2.5. Image Acquisition

All MRI scans were conducted using a 3-T MRI scanner (Ingenia 3T, Philips Health System, Best, The Netherlands) with a 16-channel transmit–receive phased-array knee coil. No specific activity protocol was employed before MR imaging. All patients were able to perform routine daily activities and walk to the MR imaging suite independently. During scanning, the patient lay supine with both knees fully extended and relaxed. All scans were conducted in the same session. T2 mapping was performed employing a sagittal 2D multi-echo spin-echo sequence with 6 echoes using the following parameters: TR, 2000 ms; TEs, 13, 26, 39, 52, 65, and 78 ms; 90° flip angle; field of view, 160 × 160 mm; matrix, 296 × 236 (interpolated to 256 × 256); bandwidth, 290 Hz per pixel; voxel size, 0.54 × 0.68 × 3 mm; and slice thickness 3 mm, gap 0.3 mm. The acquisition time was 5 mi 36 s. T2 relaxation times were calculated from online-reconstructed T2 maps using pixelwise, monoexponential, nonnegative least-squares fit analysis (IntelliSpace Portal v10.1, Philips, The Netherlands). Other pulse sequences for morphological evaluation included a T1-weighted sequence in the coronal plane (FOV 140 × 140 × 100 mm, TR/TE/NEX 663/20/1, matrix 280 × 231 × 40, voxel size, 0.5 × 0.6 × 2.6 mm, slice thickness 2.5 mm, and gap 0 mm), and proton-density-weighted sequence with fat-saturated sequence in the axial plane (FOV 170 × 170 mm, TR/TE/NEX 4925/30/1, matrix 339 × 270, slice thickness 2.5 mm, and gap 0 mm). Table 1 details the setup, allowing for comprehensive morphological evaluation.

2.6. Image Evaluation

All baseline and follow-up MR images were anonymized and randomized before analysis by one orthopedic surgeon, one radiologist (with 8 and 7 years of experience, respectively), and a resident, all of whom were blinded to the identities of the patients and the timing of the examinations. Five regions were defined for cartilage evaluation: the medial and lateral femoral condyle, medial and lateral tibia plateau, and patella.
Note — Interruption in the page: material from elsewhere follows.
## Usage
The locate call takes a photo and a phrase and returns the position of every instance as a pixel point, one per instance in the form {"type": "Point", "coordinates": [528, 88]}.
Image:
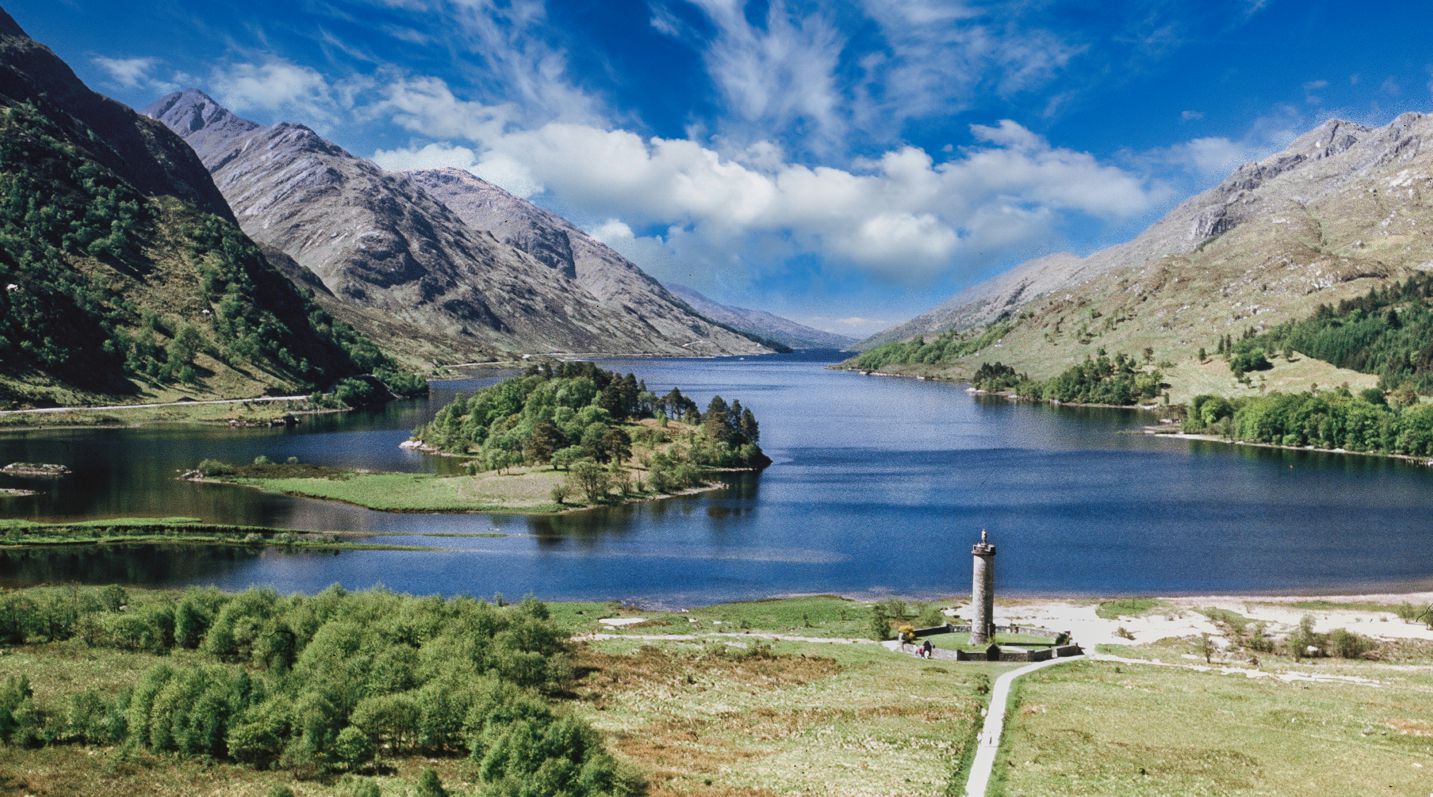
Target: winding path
{"type": "Point", "coordinates": [989, 743]}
Cartilage thickness and T2 measurements were obtained in these regions. To verify the localization of the cartilage, we used high-spatial-resolution, morphologic, isotropic, three-dimensional multiple fast field echo imaging in sagittal view. Imaging parameters included the following: field of view, 140 × 140 × 100 mm; matrix, 176 × 174; voxel size, 0.8 × 0.8 × 1 mm; and slice thickness, 1 mm, gap −0.5 mm. T2-weighted images and maps were assessed side by side using a Philips workstation (IntelliSpace Portal (ISP, Philips Health System) v10.1, Best, The Netherlands). We manually outlined the articular cartilage, excluding any subchondral bone and synovial fluid. Zonal ROI analysis was conducted in sagittal view in the main weight-bearing region, which was defined based on the peripheral margins of the menisci for the femorotibial joint and the areas with the largest sagittal cross-sectional dimension of the patellofemoral joint (Figure 1). All ROIs covered the calculated full thickness of cartilage. For further evaluation of the zonal variation in T2 measurements, the ROIs were divided into deep and superficial layers based on the thickness of the cartilage, and into anterior, middle, and posterior segments (Figure 2).
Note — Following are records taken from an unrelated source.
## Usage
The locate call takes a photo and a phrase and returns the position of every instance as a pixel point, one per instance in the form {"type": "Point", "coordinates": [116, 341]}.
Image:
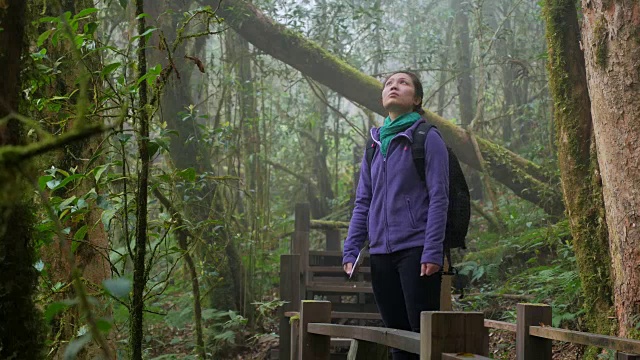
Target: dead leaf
{"type": "Point", "coordinates": [197, 62]}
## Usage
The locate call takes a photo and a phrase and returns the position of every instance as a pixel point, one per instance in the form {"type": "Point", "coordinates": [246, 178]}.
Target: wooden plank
{"type": "Point", "coordinates": [328, 253]}
{"type": "Point", "coordinates": [361, 287]}
{"type": "Point", "coordinates": [405, 340]}
{"type": "Point", "coordinates": [342, 315]}
{"type": "Point", "coordinates": [365, 350]}
{"type": "Point", "coordinates": [451, 331]}
{"type": "Point", "coordinates": [314, 346]}
{"type": "Point", "coordinates": [530, 347]}
{"type": "Point", "coordinates": [323, 224]}
{"type": "Point", "coordinates": [336, 269]}
{"type": "Point", "coordinates": [625, 356]}
{"type": "Point", "coordinates": [576, 337]}
{"type": "Point", "coordinates": [501, 325]}
{"type": "Point", "coordinates": [463, 356]}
Cartilage thickness was measured based on a vector perpendicular to the surface of the subchondral femur, tibia, and patella at the center of the three segments. The analysis took 40 min per patient. Each ROI was measured twice, with a one-month interval between measurements, to obtain average T2 values to mitigate potential errors.

2.7. Statistical Analysis

To describe the characteristics of the sample, we assessed the normal distribution of the data using the Shapiro–Wilk test. Normally distributed data were represented as mean values ± standard deviation, while non-normally distributed data were presented as a median ± interquartile range. In addition, the continuous variables were analyzed using paired t-tests (normal distribution) and Wilcoxon signed-rank test (non-normal distribution). Inter-observer and intra-observer agreements were assessed using the intraclass correlation coefficient. Spearman’s rank correlation coefficients were calculated to determine the correlations between relative changes in clinical questionnaires and T2 values of the cartilage. In this study, SAS 9.4 statistical software was used, and the significance level (α) was set to 0.05. Two-tailed tests were used for data analysis.

3. Results

Initially, 10 participants were enrolled in the trial. However, one case was excluded due to the participant’s inability to attend regular follow-up appointments because of work commitments, resulting in the absence of post-treatment functional scores and MRI data. Consequently, a total of nine participants completed the trial. The final cohort of nine participants included solely female subjects. Table 2 shows the characteristics of the patients in our trial. The mean age was 58.22 years, with a standard deviation (SD) of 5.29, and with a median age of 59 years and an interquartile range (IQR) of 7 years. The patients ranged in age between 50 and 69 years. The 50–54-, 55–59-, 60–64-, and 65–69-year-old groups accounted for proportions of the overall total of patients at 22.22%, 33.33%, 33.33%, and 11.11%, respectively. Nine patients were assessed for knee OA, with five (55.55%) classified as Grade 2 and three (33.33%) as Grade 3 in the right knee; one patient (11.11%) had undergone knee replacement. In the left knee, seven patients (77.77%) were Grade 2 and two patients (22.22%) were Grade 3. In addition, the median total live cell count of SVF was 2,810,000, with an interquartile range (IQR) of 1,140,000.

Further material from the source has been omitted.